I totally stole those lyrics from a Violent Femmes song, I’ll admit, but hey, they’re catchy right? Lately, probably catchier than anything that I could pull out of my bag of magical words. Writers block is a total female dog (for those of you not savvy on the technicalities of what male and female animals are called, female canines are called bitches.) I honestly can’t remember the last time I was able to sit at this machine and actually put something in paragraph form that actually meant anything to me, or would be of any interest of anyone else, until about a half an hour ago.
Gasp, inspiration just strikes? Yes. Yes it does. As you might know I “used” to be a writer, I “used” to be a pharmacy technician, I used to be a lot of things, but the one thing that I’m not is a quitter, so I kept my chin up and knew that there would be a day that words would come out of my fingers again. Daily, I would look down at my hands and see more holes from plants and weird stuff I have to handle at work than I would tools to write with. I got into the car today and looked at my hands as they rested on my steering wheel and I actually started humming the song “Pancho and Lefty”. Appropriate, seeing as how they are hands, and there is a left and a….well, I guess I’ll call the other one Pancho from now on.

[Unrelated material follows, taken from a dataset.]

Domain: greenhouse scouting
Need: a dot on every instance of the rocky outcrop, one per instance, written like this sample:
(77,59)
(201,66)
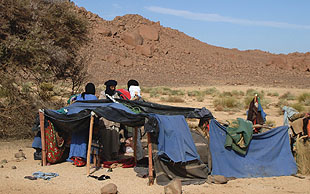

The lyrics, if you’re unfamiliar with them, are about two haggard dudes, named Pancho and Lefty (big surprise) and their rough lives. I looked down at my hands, not only saw the scars of life, but also the ability to evolve into better things. The first lines describe a set of hands about as tough as a womans skin that has laid in a tanning bed three times a day for about seventy years. Pancho chased Lefty in the song, or if you want to think of it, Lefty chased Pancho. Typical good guy bad guy story. The left always wanted to keep up with what the right (or Pancho) was doing, and in the end it was like a wild goose chase.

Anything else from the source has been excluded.